Michael Aguirre has since ventured into private practice and has also lectured as a Professor of History at University of Southern California, specializing in organized crime. He’s been appointed by Lt. Governor Cruz Bustamante to prosecute companies manipulating the cost of energy in California and has been elected to Co-Chair the International Energy Litigation Law Seminar.
Currently running for City Attorney’s office, Michael Aguirre, an Independent, says he promotes a more open door policy on decision-making and an end to special interests.
Deborah Lynette Berger
As a former bilingual elementary school teacher in the South Bay, a YWCA board member and San Diego Deputy City Attorney, Deborah Berger is running for the seat of City Attorney.
Berger began her academic career graduating Magnum Cum Laude at University of California, Los Angeles with a Bachelor of Arts in Psychology. She earned an Elementary School Teaching Credential at Sacramento State University, transferred to San Diego State, where she attained a Bilingual Specialist Credential, and finally graduated from Thomas Jefferson School of Law, earning a Juris Doctorate Degree in 1984.
In her profession, Berger has advised the mayor and city council on issues surrounding the development of Petco Park and the expansion of the Convention Center. She opposed the takeover of SDG&E by the Southern California Edison Company and had worked with the City of San Diego in order to prevent the merger.
Since the early 1970s, Deborah L. Berger has held positions involving supervision with Lindsey and Co. Mortgage Company, bilingualism in the South Bay, and personal injury litigations at Porter and Huffman in San Diego, all of which she feels adds to her broader perspective on issues and acts as an edge of experience on other candidates.
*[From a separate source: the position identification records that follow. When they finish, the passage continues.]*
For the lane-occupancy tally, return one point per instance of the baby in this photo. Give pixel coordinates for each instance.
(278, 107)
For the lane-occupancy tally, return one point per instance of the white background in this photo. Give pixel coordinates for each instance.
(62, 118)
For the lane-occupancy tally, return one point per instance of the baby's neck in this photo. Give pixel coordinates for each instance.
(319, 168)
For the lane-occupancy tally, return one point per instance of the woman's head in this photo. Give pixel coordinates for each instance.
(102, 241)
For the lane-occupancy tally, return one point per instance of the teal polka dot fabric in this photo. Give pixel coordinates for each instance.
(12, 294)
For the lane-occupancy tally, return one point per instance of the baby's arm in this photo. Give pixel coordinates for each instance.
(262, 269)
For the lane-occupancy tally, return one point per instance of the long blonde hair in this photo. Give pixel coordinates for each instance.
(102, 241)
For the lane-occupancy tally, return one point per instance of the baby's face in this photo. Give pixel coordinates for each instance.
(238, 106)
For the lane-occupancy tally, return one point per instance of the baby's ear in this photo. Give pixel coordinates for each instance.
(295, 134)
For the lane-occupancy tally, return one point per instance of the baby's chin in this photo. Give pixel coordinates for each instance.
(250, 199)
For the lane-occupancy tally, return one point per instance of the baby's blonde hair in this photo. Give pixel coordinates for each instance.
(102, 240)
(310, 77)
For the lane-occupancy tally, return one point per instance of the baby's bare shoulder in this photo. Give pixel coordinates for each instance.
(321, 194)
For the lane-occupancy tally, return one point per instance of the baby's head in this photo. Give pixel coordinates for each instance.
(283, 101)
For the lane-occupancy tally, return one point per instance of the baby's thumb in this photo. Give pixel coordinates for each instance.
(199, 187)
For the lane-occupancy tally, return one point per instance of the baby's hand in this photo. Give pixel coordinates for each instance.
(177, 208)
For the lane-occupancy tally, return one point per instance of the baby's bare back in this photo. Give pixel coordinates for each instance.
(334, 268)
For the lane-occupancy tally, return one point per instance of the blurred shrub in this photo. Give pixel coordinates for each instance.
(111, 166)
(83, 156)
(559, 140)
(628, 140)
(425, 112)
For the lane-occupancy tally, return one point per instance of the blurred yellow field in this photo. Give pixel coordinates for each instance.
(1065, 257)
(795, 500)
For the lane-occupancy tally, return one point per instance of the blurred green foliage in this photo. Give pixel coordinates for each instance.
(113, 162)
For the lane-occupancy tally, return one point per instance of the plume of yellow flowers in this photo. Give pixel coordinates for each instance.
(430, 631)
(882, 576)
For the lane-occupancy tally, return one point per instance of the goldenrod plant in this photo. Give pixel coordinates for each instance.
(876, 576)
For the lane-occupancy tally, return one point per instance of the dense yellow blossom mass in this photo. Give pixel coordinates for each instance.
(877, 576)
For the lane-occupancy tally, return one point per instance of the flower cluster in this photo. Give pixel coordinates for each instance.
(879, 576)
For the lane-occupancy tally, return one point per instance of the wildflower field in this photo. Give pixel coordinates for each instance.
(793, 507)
She’s previously never ran for any other office, but has stayed on top of issues through organizations like MADD (Mothers Against Drunk Driving), Women in Business, San Diego Regional Chamber of Commerce, Lawyer’s Club, and acting as an instructor at Inns of Court.
As the Executive Assistant City Attorney since 1996, Leslie is now a candidate in the March 2 primary elections for San Diego City Attorney.
In 1979, she earned her Bachelors Degree in political science, with a minor in English Literature and Psychology, at University of California, San Diego. She attained her Law Degree in 1983 at University of San Diego, and in 1985, she began her professional career in the City Attorney’s office focusing on criminal cases.
In her nascent experience, she tried approximately 25 jury trials and over 70 non-jury trials. Devaney left the City Attorney’s office to become the Senior Litigator of New York’s American International Group (AIG) in 1992, which was establishing a staff counsel office in San Diego. Casey Gwinn appointed her Executive Assistant City Attorney after she returned to San Diego in 1996. She has been in charge of the City Council Docket, advisor to the mayor, Council and City Manager, supervisor of outside counsel, and managed matters that involve both the Criminal and Civil Divisions of the office, including a variety of special projects.
Devaney spearheaded the Tobacco Settlement, the Adult Bookstore, the Methamphetamine and Graffiti Ordinances. She played significant roles in forming the city’s Homeless Outreach Team, Alcohol Advertising Ordinance, BioTech security and special event plans.
Currently, she lives in Scripps Ranch and is involved in community organizations like the San Diego County Bar Association, the University Club, and the San Diego Republican Businesswomen’s Club.